// CLUBIC — MONDO
Douane et DGCCRF signent un nouveau pacte pour protéger les achats en ligne
La Répression des fraudes et la Douane ont annoncé avoir signé un nouveau protocole de coopération pour lutter contre les fraudes liées au e-commerce. Elles renouvelle un accord visant à mieux protéger les consommateurs face aux produits dangereux ou contrefaits, en ligne ou en physique.
Alors que le e-commerce ne cesse de gagner du terrain dans les habitudes de consommation des Français, la lutte contre les fraudes en ligne s'organise à l'échelle de l'État. Lundi 14 septembre 2026, les patrons de la Douane et de la Direction générale de la Concurrence, de la Consommation et de la Répression des fraudes (DGCCRF) ont signé un nouvel accord de coopération, qui dépoussière une première association remontant à 2017. Ensemble, les deux entités veulent mieux repérer les produits dangereux ou contrefaits qui circulent sur le marché français via les plateformes de e-commerce. Un coup de collier qui tombe à point nommé, alors que la réforme de l'Union douanière européenne s'apprête à rebattre les cartes du commerce en ligne.
Le duo Douane-DGCCRF est assez complémentaire. La Douane contrôle ce qui franchit nos frontières, pendant que la DGCCRF surveille ce qui se vend une fois sur le marché français. On a ici deux métiers, deux approches, mais un objectif partagé, qui est de mieux protéger les consommateurs et les entreprises qui jouent le jeu, et de sanctionner celles qui ne le jouent pas.

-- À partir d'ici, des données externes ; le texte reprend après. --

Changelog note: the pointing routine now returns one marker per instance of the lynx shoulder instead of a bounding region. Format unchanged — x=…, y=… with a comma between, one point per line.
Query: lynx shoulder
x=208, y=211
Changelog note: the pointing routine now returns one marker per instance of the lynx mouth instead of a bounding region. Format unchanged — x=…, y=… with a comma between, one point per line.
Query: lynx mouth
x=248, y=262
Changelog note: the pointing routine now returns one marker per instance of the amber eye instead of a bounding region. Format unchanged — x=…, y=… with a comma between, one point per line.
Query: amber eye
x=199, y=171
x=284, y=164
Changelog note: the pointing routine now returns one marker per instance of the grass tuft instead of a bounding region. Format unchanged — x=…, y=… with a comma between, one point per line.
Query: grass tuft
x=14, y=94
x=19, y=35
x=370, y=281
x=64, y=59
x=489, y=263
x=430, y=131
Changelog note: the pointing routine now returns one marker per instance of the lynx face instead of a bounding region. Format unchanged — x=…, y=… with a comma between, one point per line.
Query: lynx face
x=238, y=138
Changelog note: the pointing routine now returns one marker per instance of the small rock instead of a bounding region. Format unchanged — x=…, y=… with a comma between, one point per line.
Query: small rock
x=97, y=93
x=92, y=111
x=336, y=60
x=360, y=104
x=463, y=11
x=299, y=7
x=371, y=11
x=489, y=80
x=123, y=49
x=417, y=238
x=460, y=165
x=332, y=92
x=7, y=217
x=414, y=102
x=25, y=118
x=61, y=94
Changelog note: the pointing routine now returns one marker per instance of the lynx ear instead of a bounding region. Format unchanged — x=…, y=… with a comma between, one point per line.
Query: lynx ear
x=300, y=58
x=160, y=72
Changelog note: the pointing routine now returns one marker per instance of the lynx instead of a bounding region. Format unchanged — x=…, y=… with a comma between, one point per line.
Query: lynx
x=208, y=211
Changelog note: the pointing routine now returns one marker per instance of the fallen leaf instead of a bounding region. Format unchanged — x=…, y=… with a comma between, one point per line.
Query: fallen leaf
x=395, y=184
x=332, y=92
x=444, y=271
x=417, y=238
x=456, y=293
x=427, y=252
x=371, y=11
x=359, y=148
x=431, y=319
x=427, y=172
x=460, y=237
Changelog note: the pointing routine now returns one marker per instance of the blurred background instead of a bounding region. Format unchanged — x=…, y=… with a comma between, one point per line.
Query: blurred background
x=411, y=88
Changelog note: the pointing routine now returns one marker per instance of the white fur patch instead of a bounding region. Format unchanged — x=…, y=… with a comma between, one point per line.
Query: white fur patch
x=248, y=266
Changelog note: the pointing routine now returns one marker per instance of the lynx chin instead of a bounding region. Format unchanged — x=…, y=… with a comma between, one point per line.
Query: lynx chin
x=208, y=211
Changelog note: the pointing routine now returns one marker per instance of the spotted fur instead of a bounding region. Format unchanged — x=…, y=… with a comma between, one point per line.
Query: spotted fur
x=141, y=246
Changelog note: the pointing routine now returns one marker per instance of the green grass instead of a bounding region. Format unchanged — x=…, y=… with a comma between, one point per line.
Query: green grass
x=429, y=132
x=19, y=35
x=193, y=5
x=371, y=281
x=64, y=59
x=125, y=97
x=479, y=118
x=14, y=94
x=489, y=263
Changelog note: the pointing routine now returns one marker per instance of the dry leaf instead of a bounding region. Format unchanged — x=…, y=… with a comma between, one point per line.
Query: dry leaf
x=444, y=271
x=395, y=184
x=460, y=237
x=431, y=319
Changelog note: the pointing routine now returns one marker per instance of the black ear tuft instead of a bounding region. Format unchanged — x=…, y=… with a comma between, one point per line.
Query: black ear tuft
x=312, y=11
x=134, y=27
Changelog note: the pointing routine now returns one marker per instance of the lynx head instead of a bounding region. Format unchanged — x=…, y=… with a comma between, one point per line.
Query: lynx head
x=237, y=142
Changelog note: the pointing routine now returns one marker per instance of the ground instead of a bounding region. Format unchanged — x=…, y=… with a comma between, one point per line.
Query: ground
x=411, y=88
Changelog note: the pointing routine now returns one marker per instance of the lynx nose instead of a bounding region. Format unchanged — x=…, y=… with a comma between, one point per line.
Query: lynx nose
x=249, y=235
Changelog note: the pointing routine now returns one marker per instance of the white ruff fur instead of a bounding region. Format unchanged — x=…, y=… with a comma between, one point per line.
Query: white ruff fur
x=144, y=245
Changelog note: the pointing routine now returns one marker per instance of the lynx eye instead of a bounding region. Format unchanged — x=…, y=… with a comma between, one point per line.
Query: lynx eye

Concrètement, le nouveau texte clarifie qui doit agir et à quel moment, de l'arrivée d'un produit à la frontière jusqu'à sa mise en vente en ligne. Une répartition des rôles plus nette, qui doit permettre aux deux administrations de réagir plus vite lorsqu'un produit dangereux ou non conforme est repéré, et de le faire disparaître plus rapidement des sites marchands.
Ce protocole, signé par Sarah Lacoche pour la DGCCRF, sa directrice, et le patron des Douanes Florian Colas, donne un coup de frais à un accord vieux de près de dix ans. Les agents des deux administrations vont désormais se former ensemble, pour mieux comprendre le métier et les méthodes de l'autre. Une même doctrine, c'est-à-dire des règles communes, doit aussi fluidifier la circulation de l'information entre les deux camps. Autre nouveauté, des outils numériques partagés permettront d'échanger plus facilement les données, en particulier sur tout ce qui touche au e-commerce.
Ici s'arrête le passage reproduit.